Introduction and background

Amyotrophic lateral sclerosis (ALS) is a fatal neurodegenerative disorder affecting approximately 0.25% of the population, typically in adults aged 55 and older [1]. It primarily impacts motor neurons, leading to muscle atrophy, respiratory failure, and ultimately, death. Most patients present with limb weakness, dysarthria, and spasticity, and the disease generally progresses within two to five years of onset [2]. In its final stage, ALS often results in respiratory failure due to the widespread loss of muscle control. The course of the disease is unpredictable and ultimately fatal.

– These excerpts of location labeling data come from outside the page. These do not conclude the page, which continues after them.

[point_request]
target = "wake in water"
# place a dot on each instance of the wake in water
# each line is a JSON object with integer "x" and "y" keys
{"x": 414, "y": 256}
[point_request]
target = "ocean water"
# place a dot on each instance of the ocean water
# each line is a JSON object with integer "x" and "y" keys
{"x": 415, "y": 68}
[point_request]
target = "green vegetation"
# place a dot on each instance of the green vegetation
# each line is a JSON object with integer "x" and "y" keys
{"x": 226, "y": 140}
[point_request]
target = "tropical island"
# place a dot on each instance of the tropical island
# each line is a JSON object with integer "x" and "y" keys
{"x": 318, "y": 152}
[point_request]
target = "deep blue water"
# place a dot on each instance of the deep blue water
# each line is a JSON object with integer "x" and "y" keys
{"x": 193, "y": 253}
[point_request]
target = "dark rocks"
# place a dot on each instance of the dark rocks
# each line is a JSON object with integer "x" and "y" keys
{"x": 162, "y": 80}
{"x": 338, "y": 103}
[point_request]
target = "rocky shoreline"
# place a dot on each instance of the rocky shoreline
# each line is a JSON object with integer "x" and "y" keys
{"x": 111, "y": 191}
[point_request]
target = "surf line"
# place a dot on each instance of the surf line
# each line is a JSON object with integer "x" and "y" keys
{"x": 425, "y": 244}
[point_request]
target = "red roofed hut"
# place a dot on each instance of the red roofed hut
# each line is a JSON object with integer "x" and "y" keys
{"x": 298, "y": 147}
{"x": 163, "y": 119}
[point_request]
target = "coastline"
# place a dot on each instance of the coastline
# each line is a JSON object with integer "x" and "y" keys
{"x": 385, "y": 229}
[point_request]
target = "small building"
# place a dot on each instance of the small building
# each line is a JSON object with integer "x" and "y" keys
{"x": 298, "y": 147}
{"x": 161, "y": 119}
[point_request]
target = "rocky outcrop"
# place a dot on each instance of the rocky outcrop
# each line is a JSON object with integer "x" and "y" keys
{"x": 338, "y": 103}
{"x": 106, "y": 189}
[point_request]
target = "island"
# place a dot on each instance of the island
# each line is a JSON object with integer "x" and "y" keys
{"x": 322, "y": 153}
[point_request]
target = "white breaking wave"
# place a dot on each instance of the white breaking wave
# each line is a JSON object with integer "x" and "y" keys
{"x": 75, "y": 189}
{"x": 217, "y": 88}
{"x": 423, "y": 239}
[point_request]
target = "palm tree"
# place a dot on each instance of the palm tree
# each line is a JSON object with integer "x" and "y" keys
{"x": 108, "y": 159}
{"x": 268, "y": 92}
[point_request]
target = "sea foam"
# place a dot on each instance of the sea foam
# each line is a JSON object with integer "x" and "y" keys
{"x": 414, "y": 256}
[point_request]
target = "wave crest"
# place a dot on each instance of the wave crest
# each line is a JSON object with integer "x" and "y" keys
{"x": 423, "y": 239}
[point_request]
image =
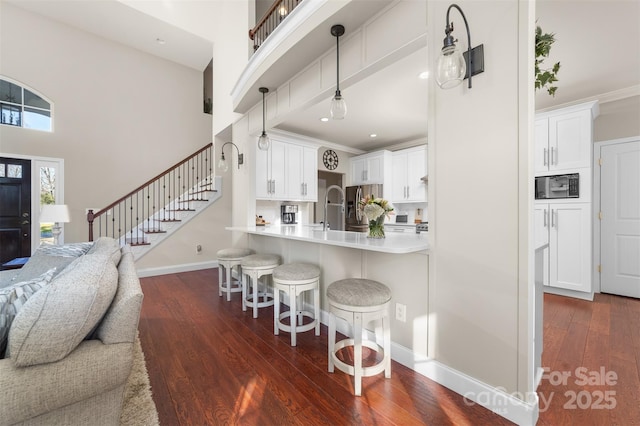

Although no effective treatments have been identified so far, many are under investigation. Among the most promising are oligonucleotide-based therapies. Oligonucleotides are short DNA or RNA molecules that, when used in ALS treatment, target neurotoxic mutant genes that harm the nervous system [3,4]. This approach is relatively new but has been extensively studied due to its potential to treat various neurodegenerative diseases.

Despite this promise, oligonucleotide therapy remains imperfect. Many questions remain about its effectiveness in treating ALS. Nevertheless, it stands out as the most hopeful therapeutic strategy for several neurodegenerative conditions. This review aims to objectively evaluate the effects and possibilities of oligonucleotide therapy as a potential treatment for ALS and assess its potential for treatment. We describe its side effects, delivery methods, and effectiveness in comparison with other treatment options.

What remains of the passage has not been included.